Bruce Reid, MD, provides an informational lecture at The Wellness Center of URMC. The first part of the lecture can be viewed here:
After detailing the frequency of back pain and the difficulty of treating it, Reid offers hope. He says that most instances of back pain develop out of improper posture and positioning as well as a lack of physical fitness. Reid has participated in projects that address the ergonomics of workplaces and prescribe exercise programs. The results showed less back pain among those who exercise and work in an ergonomically-inclined environment.
Maintaining fitness and overall health is one of the best ways to avoid or even correct back pain. Exercise keeps the muscles that support the spine strong. Stretching keeps blood flowing through the muscles, ligaments and tendons. It also helps muscles to maintain elasticity and joints to maintain flexibility.

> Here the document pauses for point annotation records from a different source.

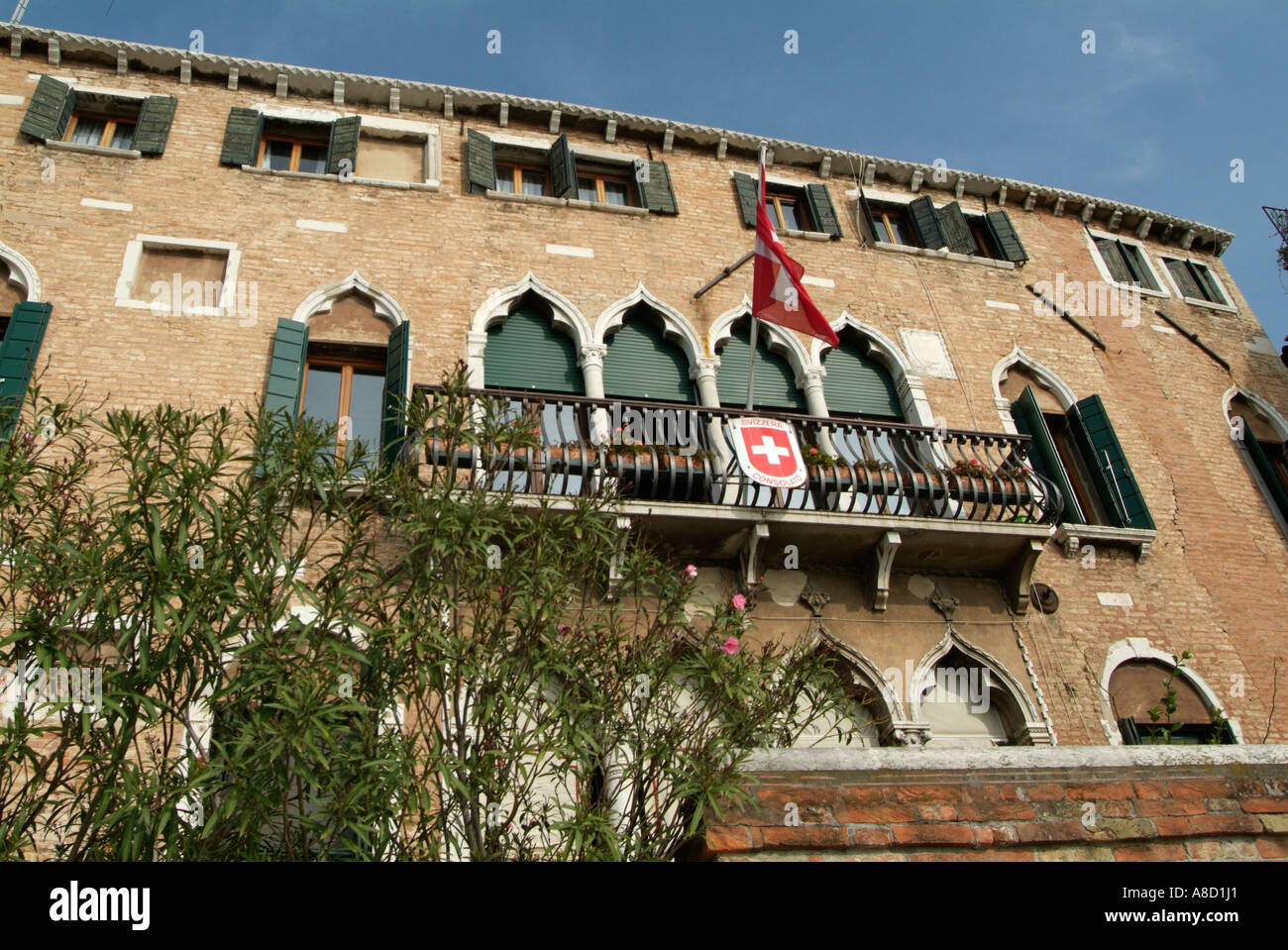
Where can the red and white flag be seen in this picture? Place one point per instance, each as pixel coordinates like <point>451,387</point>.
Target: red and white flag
<point>777,292</point>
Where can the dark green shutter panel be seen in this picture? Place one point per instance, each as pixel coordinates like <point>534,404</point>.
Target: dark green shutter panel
<point>867,216</point>
<point>481,161</point>
<point>286,369</point>
<point>1184,279</point>
<point>956,231</point>
<point>748,194</point>
<point>241,137</point>
<point>858,385</point>
<point>822,211</point>
<point>643,365</point>
<point>776,383</point>
<point>18,355</point>
<point>1109,469</point>
<point>397,369</point>
<point>563,168</point>
<point>344,145</point>
<point>1267,473</point>
<point>156,114</point>
<point>1044,457</point>
<point>527,352</point>
<point>657,194</point>
<point>925,223</point>
<point>1004,235</point>
<point>50,111</point>
<point>1113,258</point>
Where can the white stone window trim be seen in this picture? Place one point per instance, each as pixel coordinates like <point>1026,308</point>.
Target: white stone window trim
<point>1197,301</point>
<point>1091,235</point>
<point>125,288</point>
<point>1138,648</point>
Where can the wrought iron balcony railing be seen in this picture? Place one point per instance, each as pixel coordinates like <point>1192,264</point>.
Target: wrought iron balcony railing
<point>686,454</point>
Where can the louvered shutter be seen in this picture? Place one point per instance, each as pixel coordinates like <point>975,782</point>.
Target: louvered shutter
<point>657,194</point>
<point>153,130</point>
<point>822,211</point>
<point>776,383</point>
<point>1044,457</point>
<point>1278,495</point>
<point>1108,464</point>
<point>50,111</point>
<point>18,353</point>
<point>925,223</point>
<point>481,159</point>
<point>1004,235</point>
<point>527,352</point>
<point>563,168</point>
<point>956,231</point>
<point>241,137</point>
<point>343,145</point>
<point>397,370</point>
<point>748,193</point>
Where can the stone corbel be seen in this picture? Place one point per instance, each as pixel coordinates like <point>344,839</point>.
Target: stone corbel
<point>756,533</point>
<point>887,550</point>
<point>1019,576</point>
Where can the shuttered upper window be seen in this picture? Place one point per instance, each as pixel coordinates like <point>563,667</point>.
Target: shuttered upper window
<point>95,119</point>
<point>498,166</point>
<point>794,209</point>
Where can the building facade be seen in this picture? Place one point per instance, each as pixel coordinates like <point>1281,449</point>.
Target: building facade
<point>1046,457</point>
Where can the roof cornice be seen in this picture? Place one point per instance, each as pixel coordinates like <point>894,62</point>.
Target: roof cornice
<point>433,97</point>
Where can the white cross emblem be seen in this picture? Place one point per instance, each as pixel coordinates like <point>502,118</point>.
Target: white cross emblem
<point>771,450</point>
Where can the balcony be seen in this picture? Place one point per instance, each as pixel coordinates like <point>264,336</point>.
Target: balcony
<point>939,499</point>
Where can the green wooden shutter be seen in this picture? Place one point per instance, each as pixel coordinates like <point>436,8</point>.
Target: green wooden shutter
<point>1184,279</point>
<point>857,385</point>
<point>1005,237</point>
<point>657,194</point>
<point>344,143</point>
<point>397,369</point>
<point>156,114</point>
<point>643,365</point>
<point>50,111</point>
<point>241,137</point>
<point>925,223</point>
<point>481,161</point>
<point>18,355</point>
<point>956,231</point>
<point>822,211</point>
<point>748,194</point>
<point>776,383</point>
<point>563,168</point>
<point>1265,469</point>
<point>527,352</point>
<point>286,369</point>
<point>1109,469</point>
<point>867,215</point>
<point>1044,456</point>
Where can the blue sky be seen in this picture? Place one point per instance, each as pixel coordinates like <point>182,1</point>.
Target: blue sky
<point>1173,93</point>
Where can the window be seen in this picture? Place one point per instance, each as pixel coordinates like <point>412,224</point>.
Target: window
<point>509,164</point>
<point>1125,263</point>
<point>806,207</point>
<point>1196,282</point>
<point>98,119</point>
<point>1078,451</point>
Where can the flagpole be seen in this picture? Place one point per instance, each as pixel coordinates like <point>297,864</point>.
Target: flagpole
<point>755,323</point>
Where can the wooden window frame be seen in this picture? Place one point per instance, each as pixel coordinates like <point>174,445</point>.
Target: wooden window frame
<point>516,170</point>
<point>347,364</point>
<point>296,149</point>
<point>110,124</point>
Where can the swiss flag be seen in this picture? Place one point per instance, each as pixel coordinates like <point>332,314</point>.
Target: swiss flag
<point>777,292</point>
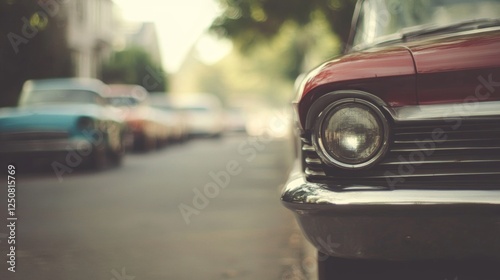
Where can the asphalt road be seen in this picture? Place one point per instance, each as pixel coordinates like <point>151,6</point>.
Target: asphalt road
<point>159,216</point>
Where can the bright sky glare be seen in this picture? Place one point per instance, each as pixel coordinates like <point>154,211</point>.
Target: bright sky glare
<point>179,25</point>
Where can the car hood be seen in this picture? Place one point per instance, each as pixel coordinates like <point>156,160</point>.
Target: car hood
<point>463,51</point>
<point>458,68</point>
<point>44,117</point>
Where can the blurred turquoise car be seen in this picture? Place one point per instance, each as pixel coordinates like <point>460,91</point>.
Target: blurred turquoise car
<point>64,123</point>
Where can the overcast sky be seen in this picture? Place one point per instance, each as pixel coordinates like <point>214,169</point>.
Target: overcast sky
<point>180,23</point>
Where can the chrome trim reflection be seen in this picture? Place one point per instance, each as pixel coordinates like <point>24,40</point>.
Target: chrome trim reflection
<point>488,110</point>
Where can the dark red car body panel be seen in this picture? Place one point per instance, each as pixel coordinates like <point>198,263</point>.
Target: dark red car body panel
<point>446,69</point>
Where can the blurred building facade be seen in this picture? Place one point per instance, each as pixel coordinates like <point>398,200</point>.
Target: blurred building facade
<point>90,33</point>
<point>143,35</point>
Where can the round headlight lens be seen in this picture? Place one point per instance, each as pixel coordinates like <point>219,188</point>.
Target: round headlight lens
<point>352,134</point>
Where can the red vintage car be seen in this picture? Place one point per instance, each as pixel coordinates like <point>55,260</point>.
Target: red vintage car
<point>400,137</point>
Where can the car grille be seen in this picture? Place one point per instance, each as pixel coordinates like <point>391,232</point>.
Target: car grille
<point>445,155</point>
<point>33,135</point>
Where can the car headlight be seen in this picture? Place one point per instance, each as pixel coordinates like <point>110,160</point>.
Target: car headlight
<point>351,134</point>
<point>84,123</point>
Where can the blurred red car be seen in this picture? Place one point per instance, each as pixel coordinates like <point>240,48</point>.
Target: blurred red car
<point>400,138</point>
<point>144,122</point>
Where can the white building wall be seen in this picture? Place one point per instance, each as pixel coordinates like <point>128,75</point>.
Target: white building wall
<point>90,34</point>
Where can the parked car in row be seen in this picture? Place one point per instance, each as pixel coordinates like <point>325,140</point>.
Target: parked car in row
<point>173,117</point>
<point>400,139</point>
<point>204,114</point>
<point>146,124</point>
<point>62,122</point>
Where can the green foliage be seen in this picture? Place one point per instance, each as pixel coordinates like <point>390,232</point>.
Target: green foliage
<point>135,66</point>
<point>252,21</point>
<point>32,46</point>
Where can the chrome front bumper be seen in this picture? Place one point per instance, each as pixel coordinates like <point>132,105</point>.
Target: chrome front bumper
<point>366,223</point>
<point>33,146</point>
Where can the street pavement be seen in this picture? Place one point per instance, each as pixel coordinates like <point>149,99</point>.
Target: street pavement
<point>205,209</point>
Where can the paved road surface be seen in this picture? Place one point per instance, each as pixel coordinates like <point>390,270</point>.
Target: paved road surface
<point>126,223</point>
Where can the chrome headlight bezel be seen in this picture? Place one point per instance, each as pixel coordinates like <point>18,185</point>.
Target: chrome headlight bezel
<point>319,138</point>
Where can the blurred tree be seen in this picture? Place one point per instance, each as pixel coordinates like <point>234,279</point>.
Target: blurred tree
<point>135,66</point>
<point>252,22</point>
<point>32,46</point>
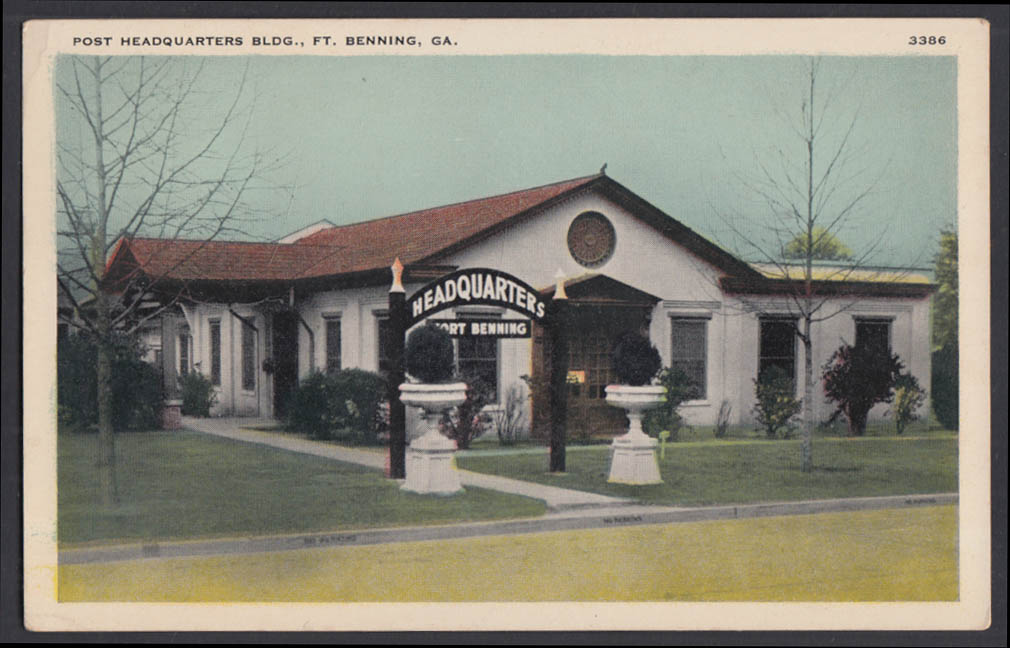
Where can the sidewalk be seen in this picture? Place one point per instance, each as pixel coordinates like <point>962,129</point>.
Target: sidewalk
<point>236,428</point>
<point>571,520</point>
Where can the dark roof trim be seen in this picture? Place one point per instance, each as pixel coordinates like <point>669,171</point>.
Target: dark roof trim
<point>603,290</point>
<point>765,286</point>
<point>513,220</point>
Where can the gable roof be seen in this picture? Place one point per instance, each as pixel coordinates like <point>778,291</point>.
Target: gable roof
<point>420,237</point>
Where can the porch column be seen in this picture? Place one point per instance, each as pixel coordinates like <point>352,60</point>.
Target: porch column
<point>172,408</point>
<point>559,327</point>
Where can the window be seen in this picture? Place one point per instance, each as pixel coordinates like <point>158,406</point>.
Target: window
<point>778,345</point>
<point>689,351</point>
<point>874,333</point>
<point>183,353</point>
<point>248,356</point>
<point>477,357</point>
<point>384,331</point>
<point>215,352</point>
<point>332,344</point>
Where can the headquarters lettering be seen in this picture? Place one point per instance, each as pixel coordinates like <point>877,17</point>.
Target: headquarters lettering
<point>480,288</point>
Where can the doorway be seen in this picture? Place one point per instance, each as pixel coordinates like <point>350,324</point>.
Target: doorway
<point>285,359</point>
<point>602,311</point>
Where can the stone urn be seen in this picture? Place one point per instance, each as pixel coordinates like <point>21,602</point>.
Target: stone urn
<point>429,457</point>
<point>633,453</point>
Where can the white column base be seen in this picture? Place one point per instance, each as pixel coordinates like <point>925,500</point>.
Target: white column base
<point>429,466</point>
<point>633,460</point>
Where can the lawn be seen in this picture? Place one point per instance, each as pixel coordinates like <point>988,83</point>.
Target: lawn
<point>899,554</point>
<point>185,484</point>
<point>742,471</point>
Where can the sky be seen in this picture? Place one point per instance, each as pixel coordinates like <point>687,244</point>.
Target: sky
<point>373,136</point>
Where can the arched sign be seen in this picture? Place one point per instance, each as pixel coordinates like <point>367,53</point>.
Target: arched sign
<point>476,287</point>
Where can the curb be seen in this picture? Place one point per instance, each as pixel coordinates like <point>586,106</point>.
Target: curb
<point>569,520</point>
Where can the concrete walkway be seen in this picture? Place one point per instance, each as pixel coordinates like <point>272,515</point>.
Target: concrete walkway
<point>571,520</point>
<point>238,429</point>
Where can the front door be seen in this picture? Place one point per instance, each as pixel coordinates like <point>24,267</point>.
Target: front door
<point>285,359</point>
<point>594,332</point>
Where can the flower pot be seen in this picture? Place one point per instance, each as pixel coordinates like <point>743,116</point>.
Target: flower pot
<point>633,453</point>
<point>430,468</point>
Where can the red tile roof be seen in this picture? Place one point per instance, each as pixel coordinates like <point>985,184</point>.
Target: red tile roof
<point>413,237</point>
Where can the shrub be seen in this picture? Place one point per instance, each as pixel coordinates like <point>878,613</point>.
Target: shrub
<point>344,404</point>
<point>678,388</point>
<point>509,421</point>
<point>136,386</point>
<point>722,422</point>
<point>944,386</point>
<point>857,377</point>
<point>635,360</point>
<point>198,394</point>
<point>777,405</point>
<point>466,422</point>
<point>908,398</point>
<point>429,356</point>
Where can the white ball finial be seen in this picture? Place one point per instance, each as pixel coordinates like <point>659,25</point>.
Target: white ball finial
<point>560,285</point>
<point>397,268</point>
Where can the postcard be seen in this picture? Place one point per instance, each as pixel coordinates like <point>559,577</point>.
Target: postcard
<point>506,324</point>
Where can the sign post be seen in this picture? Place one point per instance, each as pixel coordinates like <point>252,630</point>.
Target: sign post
<point>558,328</point>
<point>473,287</point>
<point>397,411</point>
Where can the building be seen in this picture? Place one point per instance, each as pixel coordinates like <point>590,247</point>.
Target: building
<point>261,316</point>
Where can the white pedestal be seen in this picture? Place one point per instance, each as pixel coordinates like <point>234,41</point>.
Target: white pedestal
<point>633,454</point>
<point>633,460</point>
<point>429,465</point>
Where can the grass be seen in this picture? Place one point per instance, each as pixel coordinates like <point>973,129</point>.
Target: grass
<point>184,484</point>
<point>907,554</point>
<point>742,471</point>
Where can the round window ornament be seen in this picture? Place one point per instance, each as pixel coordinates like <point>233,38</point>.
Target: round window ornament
<point>591,239</point>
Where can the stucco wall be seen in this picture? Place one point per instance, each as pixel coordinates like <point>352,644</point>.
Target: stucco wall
<point>534,250</point>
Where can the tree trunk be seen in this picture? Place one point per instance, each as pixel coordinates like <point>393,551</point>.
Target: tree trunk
<point>808,398</point>
<point>106,438</point>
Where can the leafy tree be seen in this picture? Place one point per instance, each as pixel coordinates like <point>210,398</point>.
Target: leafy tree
<point>140,150</point>
<point>945,299</point>
<point>776,407</point>
<point>677,389</point>
<point>944,382</point>
<point>825,245</point>
<point>856,379</point>
<point>908,398</point>
<point>810,186</point>
<point>466,422</point>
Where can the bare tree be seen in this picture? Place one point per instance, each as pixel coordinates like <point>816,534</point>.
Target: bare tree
<point>141,150</point>
<point>810,187</point>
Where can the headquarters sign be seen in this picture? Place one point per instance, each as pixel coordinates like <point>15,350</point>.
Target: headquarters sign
<point>476,287</point>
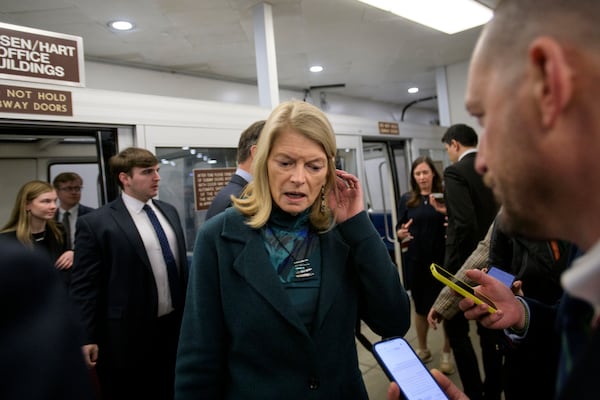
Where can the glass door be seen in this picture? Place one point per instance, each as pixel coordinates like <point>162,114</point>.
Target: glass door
<point>386,163</point>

Ergonomics, the science of adjusting an environment to the needs of the human body, ensures that the spaces we work in are not designed in a way that encourages us to overextend, lift while twisting, slouch while sitting or standing, or assume any other positions that are unnatural and harmful to our bodies. The discs of our spine can be damaged by improper lifting or by sitting in a way that distorts the natural curvature of the spine. Muscles are also strained by these activities.
Other risks of back pain Dr. Bruce Reid mentions are being overweight and smoking. More weight means more load for the spine and muscles to support. Smoking disrupts the diffusion of nutrients into spinal discs, causing them to dehydrate prematurely. Emotional stress can also manifest in the muscles of the back, especially the lower back.
Lastly, Reid warns against rushing to a diagnosis without knowing for sure what the problem is. He cites the overuse of the term ‘sciatica’ as an example. Many people feel a pain shoot down the leg and think it is sciatica; some doctors do as well. True sciatica is felt in the lower back and shoots down the nerve path, at least below the knee. Muscular problems can cause pain to radiate from the back to the buttocks and legs, so a diagnosis should be done carefully. Sciatica, leg pain and muscular pain are treated differently.
Dr. Bruce Reid gives us a very honest picture of back pain and the medical profession as an insider. He emphasizes the importance of cautiousness when issuing or accepting a diagnosis. We can also take away from this video the important role that self-care can play in preventing and correcting back pain. Keeping in shape with an exercise program that offers a balanced workout goes a long way in back health. Reid reminds us that we have the power to help ourselves, and that our personal efforts are often more productive than what our doctors can do for us.